Feedback Distillation addresses fundamental limitations in current post-training methodologies for reasoning models. The standard approach of combining supervised fine-tuning with Group Relative Policy Optimization (GRPO) suffers from sparse reward signals that provide minimal guidance during training, restricted exploration of solution spaces, and mode collapse where models converge to repetitive outputs. This research tackles these issues through self-distillation, where models learn to match their own token distributions when conditioned on privileged feedback from language models. The method injects external knowledge while maintaining fine-grained supervisory signals across the entire generation process rather than relying on sparse end-of-sequence rewards.

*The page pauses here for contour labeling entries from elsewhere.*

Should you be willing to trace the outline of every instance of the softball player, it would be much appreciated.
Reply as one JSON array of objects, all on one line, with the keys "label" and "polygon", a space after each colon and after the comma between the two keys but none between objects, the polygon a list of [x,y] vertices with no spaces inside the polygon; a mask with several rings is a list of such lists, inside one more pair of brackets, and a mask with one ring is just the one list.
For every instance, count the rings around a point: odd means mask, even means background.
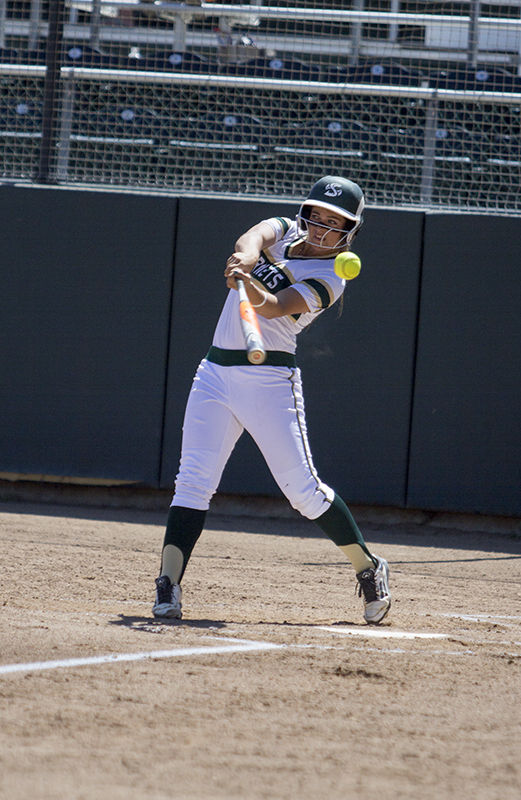
[{"label": "softball player", "polygon": [[[345,281],[335,256],[362,225],[364,196],[352,181],[317,181],[297,218],[263,220],[235,244],[224,271],[230,291],[212,346],[196,372],[186,406],[181,463],[156,580],[156,617],[181,617],[181,586],[203,530],[210,499],[243,430],[261,450],[293,508],[314,520],[354,567],[364,618],[378,623],[391,606],[389,568],[369,552],[349,509],[319,478],[309,449],[296,337],[338,300]],[[235,277],[257,310],[267,358],[249,363]]]}]

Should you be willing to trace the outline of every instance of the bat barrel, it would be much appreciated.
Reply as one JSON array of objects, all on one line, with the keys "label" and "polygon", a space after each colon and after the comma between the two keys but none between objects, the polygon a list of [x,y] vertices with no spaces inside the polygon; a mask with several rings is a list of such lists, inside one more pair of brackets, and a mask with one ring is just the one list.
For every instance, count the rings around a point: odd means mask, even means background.
[{"label": "bat barrel", "polygon": [[241,278],[236,278],[235,282],[239,292],[239,315],[248,361],[250,364],[262,364],[266,360],[266,350],[264,349],[257,314],[246,294],[244,281]]}]

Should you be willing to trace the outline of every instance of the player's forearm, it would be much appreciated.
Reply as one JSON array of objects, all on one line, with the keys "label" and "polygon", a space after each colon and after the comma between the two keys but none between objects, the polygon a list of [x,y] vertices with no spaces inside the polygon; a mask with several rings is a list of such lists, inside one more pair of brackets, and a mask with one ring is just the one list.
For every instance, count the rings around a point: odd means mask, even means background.
[{"label": "player's forearm", "polygon": [[235,242],[235,253],[241,253],[252,263],[252,268],[259,260],[261,251],[273,244],[276,239],[271,226],[266,222],[259,222],[250,228]]},{"label": "player's forearm", "polygon": [[288,288],[278,294],[271,294],[249,281],[245,281],[244,285],[250,303],[264,319],[303,314],[308,310],[305,300],[294,289]]}]

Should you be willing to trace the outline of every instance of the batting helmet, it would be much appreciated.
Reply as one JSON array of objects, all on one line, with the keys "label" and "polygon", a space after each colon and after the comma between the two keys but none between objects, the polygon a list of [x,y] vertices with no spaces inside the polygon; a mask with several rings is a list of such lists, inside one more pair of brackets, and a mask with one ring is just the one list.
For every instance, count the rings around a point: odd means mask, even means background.
[{"label": "batting helmet", "polygon": [[[365,206],[364,193],[357,183],[336,175],[326,175],[313,186],[307,198],[300,206],[297,219],[302,233],[307,232],[307,220],[313,206],[327,208],[345,217],[342,231],[345,238],[339,245],[349,247],[363,223]],[[337,230],[330,228],[330,230]]]}]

The work demonstrates significant practical improvements in formal mathematics, specifically Lean4 theorem-proving—a domain requiring rigorous logical reasoning and where verifiable reward signals exist. Feedback Distillation generates more diverse trajectories than GRPO alone, maintains higher policy entropy, and shows better performance scaling with increased sampling attempts. Critically, the two methods prove complementary: GRPO initialized from Feedback Distillation checkpoints outperforms either standalone approach, suggesting a productive pipeline for complex reasoning tasks.
The findings carry implications for AI development beyond formal mathematics. As reasoning becomes increasingly important for autonomous systems, scientific discovery, and code generation, training methods that balance exploration with knowledge transfer become economically valuable. The ability to distill model feedback into improved training signals could reduce compute requirements while improving output quality. This research contributes to the broader trend of developing post-training techniques that scale more efficiently than pure scaling of model parameters.
- →Feedback Distillation achieves token-level supervision by training models to match their own distributions conditioned on privileged language model feedback.
- →The method maintains greater trajectory diversity than GRPO, resulting in higher policy entropy and improved pass@k performance scaling.
- →Feedback Distillation and GRPO are complementary, with combined training outperforming either method independently.
- →The approach addresses core limitations in current post-training: sparse rewards, limited exploration, and mode collapse.
- →Results suggest practical improvements for complex reasoning tasks like formal theorem-proving with implications for broader AI development.